La pastiera è il dolce tipico napoletano – si sa – conosciuto ormai in tutta la penisola, e oltre, seguendo i flussi del napoletano migrante o sulla scia del traffico del restante turismo nazionale di ritorno. A Napoli: per Natale, cassate e cassatine; sesamelli, mostaccioli e roccocò; raffioli e pasta reale. Tutte cose preparate dalle rinomate pasticcerie del “regno”, insieme ai tradizionali e più modesti struffoli: l’unico preparato in casa. A Pasqua, invece, i casatielli – o rustici (con uova sode o sugna e pepe), oppure dolci – e la pastiera: torte preparate esclusivamente in casa, e in tutte le famiglie. Almeno così era una volta.
Sulla scorta di questi sentimenti e con l’intento di salvaguardare le tradizioni, nel 2013 a Conca dei Marini (costiera amalfitana) era stato istituito il “Premio sfoglia”, un premio letterario a tema, dove la “sfoglia” è l’impasto di farina e uova, tirato col mattarello, la spianata tagliata in vari modi che dà origine ai diversi tipi di pasta casereccia che ancora si produce la domenica nelle famiglie; o anche torte e dolci vari, tra cui spicca la pastiera per antonomasia.
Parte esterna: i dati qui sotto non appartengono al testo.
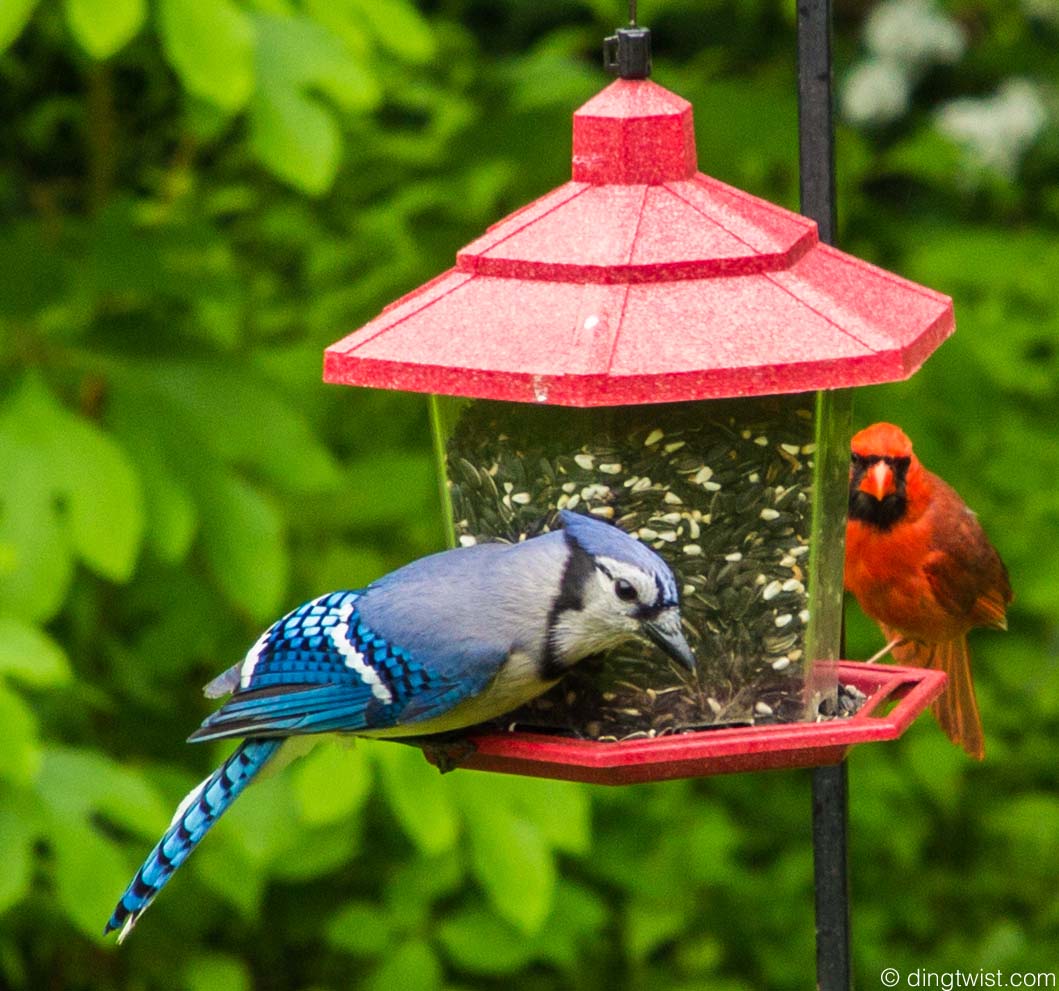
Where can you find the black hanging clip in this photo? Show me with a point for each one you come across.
(628, 53)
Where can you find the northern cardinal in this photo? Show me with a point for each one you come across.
(922, 568)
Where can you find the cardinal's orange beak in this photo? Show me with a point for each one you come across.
(878, 481)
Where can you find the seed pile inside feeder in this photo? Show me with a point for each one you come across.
(721, 490)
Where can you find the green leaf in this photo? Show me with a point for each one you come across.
(230, 410)
(20, 755)
(245, 544)
(509, 857)
(106, 517)
(216, 972)
(81, 785)
(476, 940)
(172, 518)
(331, 782)
(17, 836)
(14, 15)
(412, 967)
(104, 26)
(31, 655)
(649, 923)
(360, 929)
(68, 488)
(418, 796)
(292, 133)
(560, 810)
(211, 46)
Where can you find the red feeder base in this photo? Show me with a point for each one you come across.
(709, 752)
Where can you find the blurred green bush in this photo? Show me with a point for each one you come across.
(197, 197)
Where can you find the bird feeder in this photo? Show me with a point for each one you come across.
(657, 348)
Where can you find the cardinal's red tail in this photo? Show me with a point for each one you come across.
(956, 710)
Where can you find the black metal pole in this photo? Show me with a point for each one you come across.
(831, 878)
(815, 115)
(829, 785)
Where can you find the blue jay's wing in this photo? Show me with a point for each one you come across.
(321, 668)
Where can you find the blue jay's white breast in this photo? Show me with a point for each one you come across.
(516, 682)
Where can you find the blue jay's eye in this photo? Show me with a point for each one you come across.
(625, 591)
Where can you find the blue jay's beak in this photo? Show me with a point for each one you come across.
(665, 632)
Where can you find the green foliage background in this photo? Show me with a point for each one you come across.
(197, 197)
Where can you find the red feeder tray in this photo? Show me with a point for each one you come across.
(775, 746)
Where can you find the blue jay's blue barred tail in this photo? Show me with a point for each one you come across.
(446, 642)
(196, 814)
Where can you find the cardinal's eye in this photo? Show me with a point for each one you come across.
(625, 591)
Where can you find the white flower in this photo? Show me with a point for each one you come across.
(913, 33)
(995, 130)
(876, 92)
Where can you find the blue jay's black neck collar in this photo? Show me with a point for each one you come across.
(571, 598)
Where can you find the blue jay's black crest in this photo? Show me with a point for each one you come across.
(604, 540)
(445, 642)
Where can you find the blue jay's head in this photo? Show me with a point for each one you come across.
(614, 589)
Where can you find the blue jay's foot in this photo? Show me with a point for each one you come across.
(444, 751)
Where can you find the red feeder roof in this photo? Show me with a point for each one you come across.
(644, 281)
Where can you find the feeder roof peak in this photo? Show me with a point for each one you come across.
(644, 281)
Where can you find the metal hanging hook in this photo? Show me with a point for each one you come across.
(627, 53)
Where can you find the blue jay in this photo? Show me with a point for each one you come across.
(443, 643)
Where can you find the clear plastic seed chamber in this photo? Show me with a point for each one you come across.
(653, 347)
(724, 491)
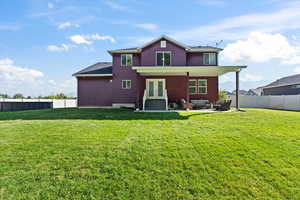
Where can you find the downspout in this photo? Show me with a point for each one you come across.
(237, 82)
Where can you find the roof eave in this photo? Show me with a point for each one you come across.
(91, 75)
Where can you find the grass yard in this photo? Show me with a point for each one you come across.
(118, 154)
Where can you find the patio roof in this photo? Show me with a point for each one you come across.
(183, 70)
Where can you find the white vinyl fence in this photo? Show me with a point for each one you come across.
(284, 102)
(57, 103)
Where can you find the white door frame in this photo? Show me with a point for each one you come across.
(155, 92)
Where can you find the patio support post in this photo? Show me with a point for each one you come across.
(187, 87)
(237, 81)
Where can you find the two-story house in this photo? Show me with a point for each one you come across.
(163, 70)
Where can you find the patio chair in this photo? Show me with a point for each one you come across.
(223, 105)
(185, 105)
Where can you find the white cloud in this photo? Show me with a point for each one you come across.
(262, 47)
(11, 73)
(79, 39)
(251, 77)
(9, 27)
(87, 39)
(50, 5)
(15, 79)
(238, 27)
(297, 70)
(63, 47)
(67, 25)
(149, 27)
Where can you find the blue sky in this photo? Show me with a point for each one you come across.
(44, 42)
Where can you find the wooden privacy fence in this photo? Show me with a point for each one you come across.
(284, 102)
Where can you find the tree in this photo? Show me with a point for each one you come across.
(18, 96)
(223, 95)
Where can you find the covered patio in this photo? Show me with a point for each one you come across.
(165, 83)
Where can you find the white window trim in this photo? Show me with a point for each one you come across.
(126, 60)
(198, 86)
(210, 58)
(126, 84)
(163, 57)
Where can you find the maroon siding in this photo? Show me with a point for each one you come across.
(94, 91)
(148, 55)
(124, 73)
(212, 89)
(177, 88)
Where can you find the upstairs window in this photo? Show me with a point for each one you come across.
(193, 86)
(163, 58)
(209, 58)
(126, 60)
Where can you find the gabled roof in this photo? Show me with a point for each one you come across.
(98, 69)
(288, 80)
(187, 48)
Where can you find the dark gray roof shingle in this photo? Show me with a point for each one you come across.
(98, 68)
(288, 80)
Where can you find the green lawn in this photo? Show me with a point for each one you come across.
(118, 154)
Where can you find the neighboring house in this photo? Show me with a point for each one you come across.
(289, 85)
(151, 76)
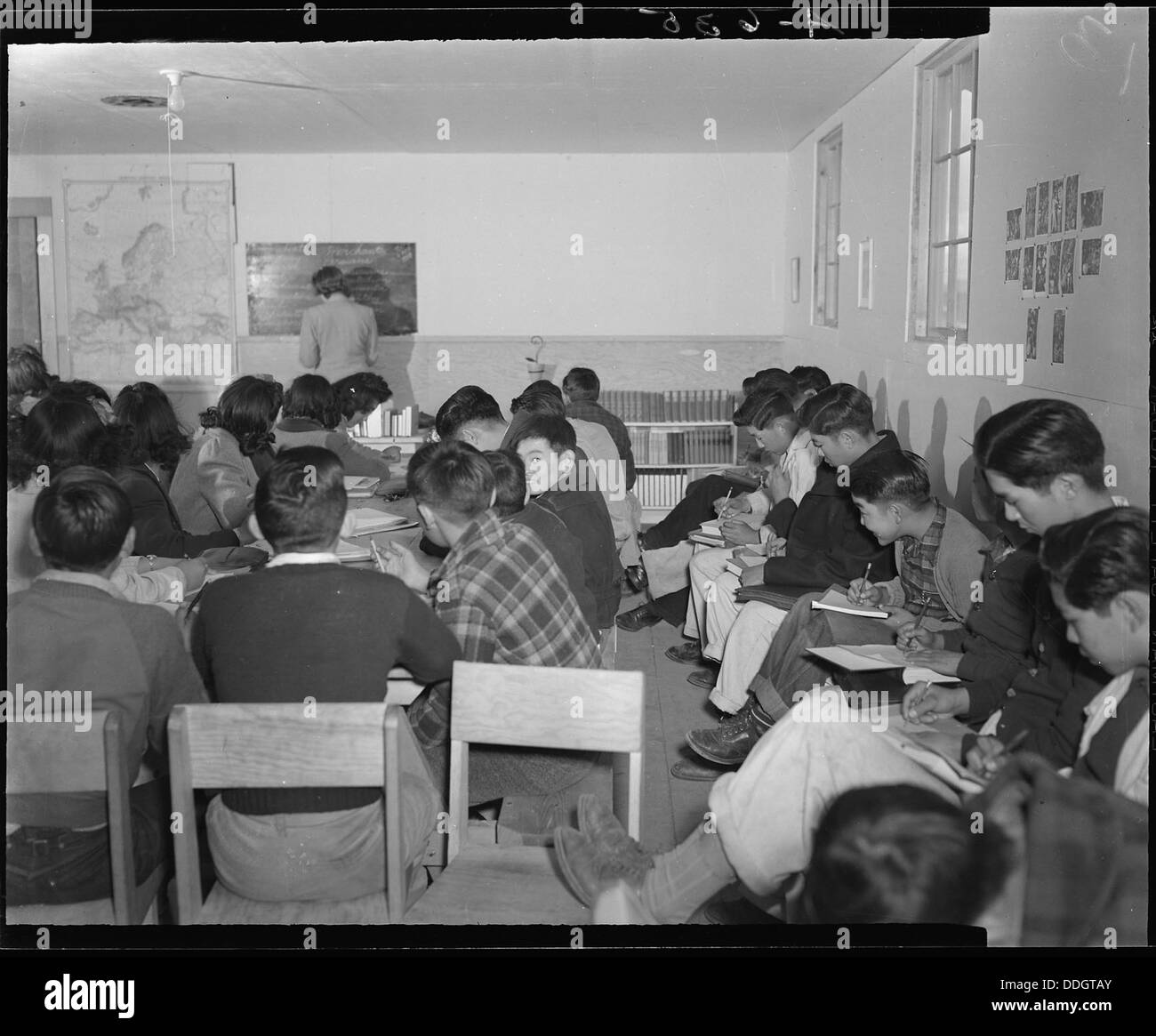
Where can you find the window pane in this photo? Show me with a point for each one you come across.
(959, 317)
(941, 185)
(937, 289)
(944, 103)
(967, 81)
(963, 197)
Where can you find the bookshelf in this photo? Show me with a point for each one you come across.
(675, 436)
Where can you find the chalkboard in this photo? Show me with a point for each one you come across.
(278, 284)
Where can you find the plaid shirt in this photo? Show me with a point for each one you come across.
(504, 598)
(917, 574)
(586, 409)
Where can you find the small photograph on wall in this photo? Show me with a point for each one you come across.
(1053, 268)
(1056, 224)
(1058, 322)
(1091, 208)
(1072, 203)
(1014, 219)
(1089, 257)
(1067, 266)
(1041, 195)
(1028, 268)
(1012, 265)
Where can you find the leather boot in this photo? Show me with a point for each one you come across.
(728, 743)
Né va trascurare la “sfogliatella”, che della sfoglia esalta addirittura il nome.
E così il primo agosto di quel 2013 la professoressa Maria Elefante, che per amore di cultura e per fedeltà di tradizione popolare aveva voluto partecipare al concorso, riceveva il meritato premio letterario col suo racconto inedito, originale, pertinente, dal titolo La pastiera della passione.
Intanto la polisemia della voce “sfoglia” sfruttata dagli ideatori del premio letterario per accostare i due mondi, quello della panetteria, della pasticceria, e dell’arte bianca in generale (a dimensione familiare), e quello della letteratura, della lettura e della divulgazione, si ripeteva analoga nel titolo del racconto. La pastiera, tipico dolce pasquale della tradizione delle famiglie napoletane, diviene “pastiera della passione”, fondendo le due accezioni più frequenti della parola, la passione di Cristo, emblema della settimana santa, centro e culmine del mistero della salvezza di cui nella Pasqua di risurrezione celebra la memoria il mondo cristiano, e la passione umana, l’altra, fatta di amore, trasporto, e dedizione, indispensabile nelle piccole o grandi cose che costituiscono motivo di impegno e di testimonianza nella vita del popolo, compresa l’arte culinaria e in particolare la lavorazione dei dolci.
Il breve racconto – non più di 20 pagine – è molto ben congegnato: una vicenda essenziale, pochi personaggi, tra protagonista, deuteragonista, e personaggi di contorno in primo piano; sulla sfondo invece la coralità di tutto un popolo che non ignaro delle sofferenze della vita quotidiana, tra riti religiosi e tradizioni di famiglia trascorre la settimana santa, animata, tra l’altro, anche dalla centralità della pastiera, imposta, questa volta, all’attenzione della comunità dalla intelligente intuizione del curato che si inventa un concorso tra tutte le massaie a chi meglio realizza il dolce simbolo della Pasqua.
La piccola comunità di paese, descritta nel racconto, diventa così modello propositivo per la odierna convivenza, tormentata anch’essa da preoccupazioni e paure, assillata da crisi annunciate e da privazioni reali, ma più ancora dissipata da tanta superficialità. Così la solidarietà, l’impegno civico, diventano impegno morale e matrice culturale. La comunità, nonostante le difficoltà, si ritrova unita nel recupero dei valori della tradizione, grazie alla carica vitale di padre Lino e alla risposta entusiastica dei suoi parrocchiani. Il tutto insaporito dall’aroma diffuso e dal gusto soave della pastiera.
La prosa è da maestra, qual è la professoressa Elefante. Limpida e nello stesso tempo brillante. Grazie alla paratassi il testo si mostra la più adatto al racconto orale, come usava una volta nelle piccole comunità del tipo di quella raccontata. Maria Elefante insegna Lingua e letteratura latina al dipartimento di Studi Umanistici dell’Università Federico II di Napoli.